Y en cuánto al nivel, no puedo determinar con resultados medibles si mis alumnos van suficientemente preparados para su siguiente etapa educativa, porque depende de muchos factores incontrolables, como su adaptación al nuevo centro, su interés, su mínima dispersión social, su estado anímico… Entonces solo me puedo mover por sensaciones, y siendo muy crítico con mi trabajo, siento que promoviendo la cultura del esfuerzo tienen mucho ganado. Al final, un alumno bueno en cualquier ambiente es bueno, y un alumno que no quiere y que tiene otras metas, difícilmente lo harás cambiar de parecer. Pero si que podemos salvar a todos aquellos, indecisos, montañas rusas o influenciables por otros que no quieren, a mantener su motivación, su confianza en sí mismos, para que al final consigan las metas que se propongan, y esa debería ser nuestra meta como educadores. No que aprendan a realizar factores de conversión porque como profesor de ciencias son básicos para mí… Y mira que les doy caña con ellos.
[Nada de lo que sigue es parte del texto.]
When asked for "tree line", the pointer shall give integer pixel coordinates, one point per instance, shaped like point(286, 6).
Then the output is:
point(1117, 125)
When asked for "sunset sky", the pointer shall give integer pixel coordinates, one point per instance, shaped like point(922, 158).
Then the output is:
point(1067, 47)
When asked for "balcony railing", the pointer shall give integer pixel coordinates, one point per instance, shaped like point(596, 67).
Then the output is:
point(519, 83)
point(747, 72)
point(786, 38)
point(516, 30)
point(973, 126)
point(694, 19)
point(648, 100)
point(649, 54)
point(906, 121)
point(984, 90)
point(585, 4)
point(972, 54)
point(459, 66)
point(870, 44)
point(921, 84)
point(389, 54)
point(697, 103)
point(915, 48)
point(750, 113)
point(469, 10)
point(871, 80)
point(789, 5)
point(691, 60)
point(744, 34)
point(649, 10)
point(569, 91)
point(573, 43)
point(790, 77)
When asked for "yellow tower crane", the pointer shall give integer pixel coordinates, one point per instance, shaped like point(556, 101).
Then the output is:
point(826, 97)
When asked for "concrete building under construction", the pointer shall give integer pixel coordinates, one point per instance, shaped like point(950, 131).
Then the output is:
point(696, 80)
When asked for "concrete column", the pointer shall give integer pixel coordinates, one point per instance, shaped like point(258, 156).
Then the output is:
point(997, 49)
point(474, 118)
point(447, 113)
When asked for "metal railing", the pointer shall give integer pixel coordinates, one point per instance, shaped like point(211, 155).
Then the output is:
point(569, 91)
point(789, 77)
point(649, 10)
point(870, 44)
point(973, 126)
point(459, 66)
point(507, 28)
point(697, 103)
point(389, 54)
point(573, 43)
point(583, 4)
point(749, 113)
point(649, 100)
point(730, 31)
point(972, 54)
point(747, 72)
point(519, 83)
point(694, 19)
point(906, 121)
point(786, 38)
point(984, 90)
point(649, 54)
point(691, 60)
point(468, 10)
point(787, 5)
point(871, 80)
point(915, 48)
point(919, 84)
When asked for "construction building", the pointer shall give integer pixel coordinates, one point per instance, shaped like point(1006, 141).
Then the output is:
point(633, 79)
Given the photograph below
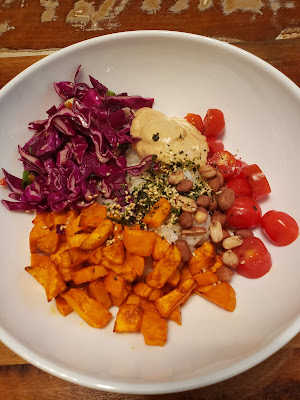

Mi consejo: Si estás en plena indecisión de que hacer, antes de lanzarte a la piscina estudia las posibilidades y mira donde crees que te vas a sentir más cómodo y a partir de ahí, prueba, evalúa y escucha la opinión de tus alumnos. Si estás inmerso en pleno cambio educativo, pregúntate si tu forma de evaluar ha cambiado y no me refiero a si has cambiado el examen por el Kahoot o el Google Forms, si no si evalúas otras cosas. Y si no crees en en el cambio porque para que cambiar si me funciona, aquí te hago dos preguntas… ¿La primera es si crees que realmente es útil para ellos lo que estás haciendo? La respuesta no debe ser nunca, es lo que necesitan para ir preparados para el siguiente curso. Y la segunda, ¿ves a tus alumnos motivados? Si la respuesta es sí y no tienes inquietudes sobre tu trabajo, no cambies. No lo necesitas, la clave para el aprendizaje está en la motivación si tus alumnos son felices, tu lo debes ser con ellos. Un cambio puede suponer un descenso del nivel y perjudicar seriamente a tus alumnos, y por defecto tu estado anímico.